Sally's torch song from the 'Loveland' section of the show is perhaps the most famous breakaway song from the musical. Despite being covered by musical theatre performers of both sexes, my favourite rendition comes from Bernadette Peters in the Kennedy Center Revival which I was lucky enough to catch on Broadway. Cutting through the madness of the follies numbers, this is perhaps one of Sondheim's most famous ballads and one of the biggest show stoppers of the evening. Orchestrator Jonathan Tunick's ascending chromatic scale makes the arrangement even more unforgettable. 
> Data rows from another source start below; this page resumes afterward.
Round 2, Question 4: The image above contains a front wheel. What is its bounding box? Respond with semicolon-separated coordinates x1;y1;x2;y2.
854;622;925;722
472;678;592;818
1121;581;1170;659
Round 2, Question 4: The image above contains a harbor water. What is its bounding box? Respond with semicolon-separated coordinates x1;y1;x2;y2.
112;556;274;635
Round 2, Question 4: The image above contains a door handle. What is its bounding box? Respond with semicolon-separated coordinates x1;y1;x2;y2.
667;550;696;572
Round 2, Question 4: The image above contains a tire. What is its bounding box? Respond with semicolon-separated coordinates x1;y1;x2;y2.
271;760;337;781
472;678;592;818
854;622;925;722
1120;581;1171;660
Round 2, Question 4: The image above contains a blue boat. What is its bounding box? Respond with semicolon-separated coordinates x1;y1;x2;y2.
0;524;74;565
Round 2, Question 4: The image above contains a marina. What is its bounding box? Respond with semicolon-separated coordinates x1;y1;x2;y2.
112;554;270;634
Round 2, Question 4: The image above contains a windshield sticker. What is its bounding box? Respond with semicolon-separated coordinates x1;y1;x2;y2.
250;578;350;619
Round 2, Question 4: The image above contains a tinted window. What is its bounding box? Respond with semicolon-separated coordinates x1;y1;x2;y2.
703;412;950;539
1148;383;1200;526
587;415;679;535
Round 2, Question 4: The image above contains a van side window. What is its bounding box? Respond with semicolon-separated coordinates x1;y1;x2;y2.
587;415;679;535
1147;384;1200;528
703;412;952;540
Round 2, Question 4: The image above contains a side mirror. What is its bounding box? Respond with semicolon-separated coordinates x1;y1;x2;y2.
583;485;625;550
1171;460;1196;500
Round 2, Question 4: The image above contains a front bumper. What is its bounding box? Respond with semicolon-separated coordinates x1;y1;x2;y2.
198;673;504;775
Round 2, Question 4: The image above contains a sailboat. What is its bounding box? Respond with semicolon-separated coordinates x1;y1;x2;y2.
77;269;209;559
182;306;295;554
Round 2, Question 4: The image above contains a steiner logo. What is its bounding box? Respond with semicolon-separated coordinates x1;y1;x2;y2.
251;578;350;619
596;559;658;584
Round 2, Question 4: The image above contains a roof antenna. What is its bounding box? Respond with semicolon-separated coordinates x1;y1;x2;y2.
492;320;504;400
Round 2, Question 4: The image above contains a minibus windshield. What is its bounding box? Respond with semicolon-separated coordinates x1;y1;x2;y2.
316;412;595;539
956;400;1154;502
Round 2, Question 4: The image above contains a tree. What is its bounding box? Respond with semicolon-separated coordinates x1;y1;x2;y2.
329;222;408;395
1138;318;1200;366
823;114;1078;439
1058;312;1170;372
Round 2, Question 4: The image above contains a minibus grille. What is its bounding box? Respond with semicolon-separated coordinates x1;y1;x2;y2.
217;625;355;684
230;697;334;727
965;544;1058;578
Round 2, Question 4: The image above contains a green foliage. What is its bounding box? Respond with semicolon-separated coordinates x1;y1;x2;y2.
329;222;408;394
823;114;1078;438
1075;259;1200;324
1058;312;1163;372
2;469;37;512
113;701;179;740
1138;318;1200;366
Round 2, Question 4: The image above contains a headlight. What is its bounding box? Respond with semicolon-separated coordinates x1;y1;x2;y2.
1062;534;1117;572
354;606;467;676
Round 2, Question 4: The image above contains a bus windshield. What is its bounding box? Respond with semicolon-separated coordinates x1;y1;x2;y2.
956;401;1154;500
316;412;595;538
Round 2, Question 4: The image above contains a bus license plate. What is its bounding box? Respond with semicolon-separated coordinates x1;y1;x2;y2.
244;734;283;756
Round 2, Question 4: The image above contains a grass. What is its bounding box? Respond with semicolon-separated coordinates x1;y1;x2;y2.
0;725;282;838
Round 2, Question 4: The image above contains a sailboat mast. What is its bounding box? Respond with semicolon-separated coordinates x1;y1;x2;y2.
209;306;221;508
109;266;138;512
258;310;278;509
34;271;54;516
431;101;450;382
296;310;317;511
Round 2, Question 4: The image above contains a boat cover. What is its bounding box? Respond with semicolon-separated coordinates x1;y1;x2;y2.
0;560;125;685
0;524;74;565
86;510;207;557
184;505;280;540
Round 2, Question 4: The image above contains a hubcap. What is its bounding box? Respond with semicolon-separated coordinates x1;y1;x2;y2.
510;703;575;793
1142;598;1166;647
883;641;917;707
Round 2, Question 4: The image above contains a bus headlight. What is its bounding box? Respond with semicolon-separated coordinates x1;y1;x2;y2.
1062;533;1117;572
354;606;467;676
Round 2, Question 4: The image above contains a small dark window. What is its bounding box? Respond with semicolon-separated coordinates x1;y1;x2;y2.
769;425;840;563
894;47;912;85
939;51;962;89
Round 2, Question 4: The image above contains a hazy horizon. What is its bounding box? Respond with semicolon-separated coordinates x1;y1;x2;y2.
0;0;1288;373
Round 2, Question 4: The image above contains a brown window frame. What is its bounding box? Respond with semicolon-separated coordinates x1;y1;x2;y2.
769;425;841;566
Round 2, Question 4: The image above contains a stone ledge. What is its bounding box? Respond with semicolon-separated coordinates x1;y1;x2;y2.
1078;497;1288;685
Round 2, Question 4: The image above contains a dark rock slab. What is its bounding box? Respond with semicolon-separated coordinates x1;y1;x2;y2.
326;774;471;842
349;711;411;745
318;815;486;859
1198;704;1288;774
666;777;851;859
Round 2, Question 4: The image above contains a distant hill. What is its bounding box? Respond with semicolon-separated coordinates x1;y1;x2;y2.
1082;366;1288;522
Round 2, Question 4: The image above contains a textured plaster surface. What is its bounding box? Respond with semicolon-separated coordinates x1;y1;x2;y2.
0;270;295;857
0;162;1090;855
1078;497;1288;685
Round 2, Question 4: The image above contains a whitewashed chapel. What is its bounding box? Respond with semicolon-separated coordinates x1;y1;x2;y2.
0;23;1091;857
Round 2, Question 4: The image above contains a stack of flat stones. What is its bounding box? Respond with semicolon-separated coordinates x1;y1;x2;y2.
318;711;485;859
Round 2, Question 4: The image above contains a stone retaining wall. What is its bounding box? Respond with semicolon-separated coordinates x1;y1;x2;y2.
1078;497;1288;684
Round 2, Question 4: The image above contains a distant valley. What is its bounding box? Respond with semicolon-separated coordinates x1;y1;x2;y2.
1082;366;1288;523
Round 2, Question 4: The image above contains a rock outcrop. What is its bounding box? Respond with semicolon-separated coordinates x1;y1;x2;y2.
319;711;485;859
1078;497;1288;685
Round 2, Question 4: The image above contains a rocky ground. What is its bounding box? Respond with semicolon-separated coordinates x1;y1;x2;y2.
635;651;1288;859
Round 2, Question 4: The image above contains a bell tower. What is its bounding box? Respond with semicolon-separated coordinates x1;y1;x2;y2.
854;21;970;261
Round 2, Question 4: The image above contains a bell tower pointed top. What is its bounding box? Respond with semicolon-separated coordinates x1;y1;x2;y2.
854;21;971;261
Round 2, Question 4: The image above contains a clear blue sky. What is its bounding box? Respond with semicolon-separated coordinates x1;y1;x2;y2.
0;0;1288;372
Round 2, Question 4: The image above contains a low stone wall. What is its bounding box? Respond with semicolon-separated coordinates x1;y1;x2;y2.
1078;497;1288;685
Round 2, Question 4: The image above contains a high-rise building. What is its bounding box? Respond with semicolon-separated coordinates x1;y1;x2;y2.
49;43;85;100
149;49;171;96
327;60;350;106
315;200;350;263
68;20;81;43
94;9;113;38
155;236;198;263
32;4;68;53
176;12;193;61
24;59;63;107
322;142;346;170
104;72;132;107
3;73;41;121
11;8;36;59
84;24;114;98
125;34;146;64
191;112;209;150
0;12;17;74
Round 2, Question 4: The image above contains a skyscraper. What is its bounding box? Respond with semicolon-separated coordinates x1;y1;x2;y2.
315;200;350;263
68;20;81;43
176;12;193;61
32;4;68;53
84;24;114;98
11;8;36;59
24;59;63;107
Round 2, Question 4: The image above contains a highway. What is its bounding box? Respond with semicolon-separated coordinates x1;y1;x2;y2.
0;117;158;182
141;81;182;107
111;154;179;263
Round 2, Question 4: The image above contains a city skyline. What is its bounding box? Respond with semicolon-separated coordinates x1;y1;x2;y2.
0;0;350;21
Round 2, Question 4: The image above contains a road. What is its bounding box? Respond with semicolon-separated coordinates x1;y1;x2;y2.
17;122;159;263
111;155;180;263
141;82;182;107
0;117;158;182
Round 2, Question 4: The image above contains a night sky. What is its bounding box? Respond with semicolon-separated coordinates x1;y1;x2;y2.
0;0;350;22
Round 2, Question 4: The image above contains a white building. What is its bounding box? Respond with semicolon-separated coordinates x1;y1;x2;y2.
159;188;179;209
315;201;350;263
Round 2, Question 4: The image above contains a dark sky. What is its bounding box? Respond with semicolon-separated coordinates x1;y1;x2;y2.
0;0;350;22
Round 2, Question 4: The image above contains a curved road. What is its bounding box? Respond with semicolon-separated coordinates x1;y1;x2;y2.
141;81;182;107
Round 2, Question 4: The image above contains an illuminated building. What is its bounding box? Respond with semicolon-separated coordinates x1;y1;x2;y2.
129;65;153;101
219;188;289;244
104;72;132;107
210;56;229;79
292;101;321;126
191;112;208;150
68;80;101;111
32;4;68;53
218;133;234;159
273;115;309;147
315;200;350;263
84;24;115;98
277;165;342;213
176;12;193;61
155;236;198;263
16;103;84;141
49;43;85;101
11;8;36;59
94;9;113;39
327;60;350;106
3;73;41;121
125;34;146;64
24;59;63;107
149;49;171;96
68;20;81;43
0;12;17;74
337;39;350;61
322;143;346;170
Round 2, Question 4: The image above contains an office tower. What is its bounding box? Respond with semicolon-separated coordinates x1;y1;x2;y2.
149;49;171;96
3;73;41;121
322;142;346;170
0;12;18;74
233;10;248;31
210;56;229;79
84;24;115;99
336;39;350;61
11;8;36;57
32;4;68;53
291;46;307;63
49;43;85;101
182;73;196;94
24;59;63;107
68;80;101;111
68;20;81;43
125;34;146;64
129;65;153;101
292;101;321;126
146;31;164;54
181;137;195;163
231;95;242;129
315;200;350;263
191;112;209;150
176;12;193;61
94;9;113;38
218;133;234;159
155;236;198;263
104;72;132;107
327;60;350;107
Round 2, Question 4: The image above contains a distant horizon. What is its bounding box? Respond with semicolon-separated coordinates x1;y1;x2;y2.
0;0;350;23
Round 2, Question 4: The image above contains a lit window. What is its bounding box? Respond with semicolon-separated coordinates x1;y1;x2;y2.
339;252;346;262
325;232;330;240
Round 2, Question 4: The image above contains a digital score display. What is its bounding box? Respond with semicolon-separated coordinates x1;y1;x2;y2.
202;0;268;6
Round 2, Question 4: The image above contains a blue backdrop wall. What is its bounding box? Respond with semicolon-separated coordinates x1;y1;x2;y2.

I'm Still Here (Donna McKechnie)

If there's a better song about a life in show-business, then knock me down. This iconic number, performed in the show by Carlotta Campion has become a go to standard for women of a certain age, despite Elaine Stritch commenting that an actress has only earned the right to perform the song once they reach 80. Primarily a list song, Sondheim references numerous moments and events in time ranging from Wallis Simpson to J Edgar Hoover and Brenda Frazier that make it a feat for any performer. The song replaced 'Can That Boy Foxtrot?' during out of town try-outs and has since become one of the most famous stand alone numbers from the show. If you ever feel like you've had a bad day, it's worth putting into context exactly what Carlotta has been through...  

Could I Leave You? (Carol Burnett)

One of the more underrated songs from the show is performed by Phyllis Rogers Stone late in the show after Ben has asked for a divorce and she contemplates the benefits of granting his wish. Written in a gentle waltz, Sondheim's cutting lyrics build throughout, giving Phyllis the perfect platform to deliver her answer. Who better to perform this fantastically dry number than Carol Burnett? 

Broadway Baby (Elaine Stritch)

One of the brassiest numbers from the show that captures the essence of the whole musical is 'Broadway Baby', the third part of a montage with 'Ah, Paris' and 'Rain on the Roof' as Hattie Walker delivers her show stopper. The phrase has been picked up and used in popular culture to describe actors 'pounding 42nd Street' – and Elaine Stritch's 'Liberty' performance is all but definitive.